Amy Liptrot (2017): Nachtlichter. München: Random House.
Für wex zum Lesen zu empfehlen?
Wenn du gerade mit dir haderst und zweifelst. Wenn du das Gefühl hast, dir selbst begegnen zu wollen aber nicht zu wissen wie. Wenn du dir liebevoll begegnen willst. Wenn du die Unterstützung brauchst zu sehen, dass auch schwerste persönliche Krisen durchgehbar sind.
Was noch? Wenn du darüber nachdenkst, ob du dich selbst als süchtig empfindest und was es heißen könnte für dein Leben. Wenn du dich für genaue Naturbeobachtungen interessierst. Wenn du an Verlangsamung deines Lebens interessiert bist. Wenn du überlegst eine Auszeit in der Einsamkeit irgendwo zu nehmen.
Mit dem Lesen des Buches habe ich verstanden, wie tiefgreifend Alkoholsucht das eigene Leben bestimmen kann – und wie schwierig es sein kann sich aus der Sucht wieder zu lösen und nicht von ihr bestimmt zu werden. Aufgebaut ist der Band als Weg der Protagonistin von London zurück auf die Inseln des eigenen Aufwachsens, die Orkney-Inseln im Norden Englands. Die rauhe Landschaft, das spröde Wetter und die spärlichen Einwohn*erinnenzahlen durchziehen die einzelnen Kapitel wie eine Grundmelodie des eigenen Suchens und Findens zurück in ein selbstbestimmtes Leben der Protagonistin. Diese ist nach dem Aufwachsen auf einer der größeren Orkney-Inseln nach London gegangen und dort förmlich eingetaucht in das Nachtleben von Studium und Arbeit als Journalistin, vor allem aber Clubs, Bars, hippen Freund*innenkreisen und Techno-Inseln im Großstadtmeer. Getragen wurde das wortwörtlich und übertragen rauschhafte Leben, das exzessive Feiern und Zusammensein mit ‚Freund*innen‘ durch unterschiedliche Süchte – Drogen, Tabletten, Tabak und vor allem Alkohol. Nach einem jähen Ende einer Nahbeziehung, was die Protagonistin sich lange nicht eingestehen kann oder will, und mehreren Versuchen mit und ohne Gruppen sich der Alkoholabhängigkeit zu entziehen, geht sie schließlich zurück an die Orte des Aufwachsens. Nach einer Phase in der Nähe der Eltern zieht sie schließlich noch einsamer über den Winter in eine leerstehende Vogelbeobachtungshütte auf einer fast menschenleeren Insel.

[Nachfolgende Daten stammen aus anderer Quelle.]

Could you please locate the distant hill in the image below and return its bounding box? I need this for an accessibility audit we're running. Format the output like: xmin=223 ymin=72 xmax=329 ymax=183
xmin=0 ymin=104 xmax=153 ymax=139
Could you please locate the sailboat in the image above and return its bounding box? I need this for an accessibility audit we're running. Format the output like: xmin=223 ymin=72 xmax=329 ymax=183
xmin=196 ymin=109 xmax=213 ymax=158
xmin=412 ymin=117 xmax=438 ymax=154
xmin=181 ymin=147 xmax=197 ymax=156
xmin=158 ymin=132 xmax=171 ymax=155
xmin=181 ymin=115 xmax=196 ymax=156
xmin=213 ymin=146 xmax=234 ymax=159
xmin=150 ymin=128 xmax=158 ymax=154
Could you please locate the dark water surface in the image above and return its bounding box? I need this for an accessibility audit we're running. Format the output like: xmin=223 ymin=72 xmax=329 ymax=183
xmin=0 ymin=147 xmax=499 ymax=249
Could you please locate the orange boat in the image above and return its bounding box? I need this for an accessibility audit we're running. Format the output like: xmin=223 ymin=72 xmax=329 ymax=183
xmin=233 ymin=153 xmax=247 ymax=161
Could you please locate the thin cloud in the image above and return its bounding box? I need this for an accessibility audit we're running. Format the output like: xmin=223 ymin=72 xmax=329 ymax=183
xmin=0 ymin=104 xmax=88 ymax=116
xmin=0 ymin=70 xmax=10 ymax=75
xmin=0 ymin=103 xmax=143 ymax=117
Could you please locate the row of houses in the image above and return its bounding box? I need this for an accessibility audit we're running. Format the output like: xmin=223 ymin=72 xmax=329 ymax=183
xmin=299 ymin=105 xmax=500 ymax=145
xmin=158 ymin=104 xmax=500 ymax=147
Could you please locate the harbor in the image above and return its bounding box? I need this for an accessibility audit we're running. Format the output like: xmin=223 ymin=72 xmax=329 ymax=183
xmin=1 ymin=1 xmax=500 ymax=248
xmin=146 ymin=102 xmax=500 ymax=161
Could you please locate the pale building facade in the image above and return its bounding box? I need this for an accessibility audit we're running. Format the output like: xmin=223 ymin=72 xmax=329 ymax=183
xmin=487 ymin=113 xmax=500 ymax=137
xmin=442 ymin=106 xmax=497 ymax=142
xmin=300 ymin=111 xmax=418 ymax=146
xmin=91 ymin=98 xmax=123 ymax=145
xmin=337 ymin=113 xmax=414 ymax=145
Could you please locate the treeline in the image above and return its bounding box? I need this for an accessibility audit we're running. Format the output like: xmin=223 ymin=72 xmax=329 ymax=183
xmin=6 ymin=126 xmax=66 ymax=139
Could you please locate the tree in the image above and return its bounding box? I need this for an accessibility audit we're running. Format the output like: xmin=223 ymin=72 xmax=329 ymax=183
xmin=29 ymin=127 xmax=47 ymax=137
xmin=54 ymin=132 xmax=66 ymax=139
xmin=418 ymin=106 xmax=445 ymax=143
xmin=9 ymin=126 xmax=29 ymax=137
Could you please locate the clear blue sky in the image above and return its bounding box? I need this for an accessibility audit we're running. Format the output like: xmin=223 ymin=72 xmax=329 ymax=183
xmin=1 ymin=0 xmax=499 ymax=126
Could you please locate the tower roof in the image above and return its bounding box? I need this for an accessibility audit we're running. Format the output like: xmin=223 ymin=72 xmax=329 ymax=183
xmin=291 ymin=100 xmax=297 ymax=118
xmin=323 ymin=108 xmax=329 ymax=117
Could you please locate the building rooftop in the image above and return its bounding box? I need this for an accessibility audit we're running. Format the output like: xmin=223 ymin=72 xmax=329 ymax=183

Beim Lesen begleite ich die Protagonistin auf ihrem Weg und kann Anteil nehmen an ihrem Wünschen, Hadern, Ver_Suchen, Zweifeln, immer wieder neu beginnen. Ich kann auch Anteil nehmen an einer zunehmenden Liebe zur Naturbeobachtung, kann mit ihr über einsame Klippen wandern und lerne in denen wie Essays zu lesenden einzelnen Kapiteln nicht nur viel über die immense Abhängigkeit, die Alkohol im Leben einer Person schaffen kann und der Schwierigkeit, sich diesem wieder zu entziehen, sondern auch über Vögel und menschliches Inselleben, Felsformationen, Fische, Geschichten der Besiedlung, Wetterumschwünge und Nachthimmel.
Das Buch ist absolut lesenswert und sehr schön geschrieben. Es verschmelzen Natur- und Selbstbeobachtungen in einer wellenförmigen, Nachtlichtern gleichen Form mit- und ineinander, ergänzen sich und machen – sofern mensch das nicht sowieso schon hatte – sehr viel Lust auf eine äußere Einsamkeit, die innere Räume eröffnen kann. Ich bin beeindruckt von der Ehrlichkeit von Amy Liptrot beim Schreiben von eigenem Handeln, welches sicher im nüchternen Zustand weit jenseits der eigenen Schamgrenzen liegt. Und ich verstehe, wie gut es ist, dies nicht auszusparen, es zu benennen, offen zu legen, sich selbst zu erzählen, um ein Leben weiter und neu zu leben, welches nicht auf Vermeidungen sich selbst zu begegnen basiert.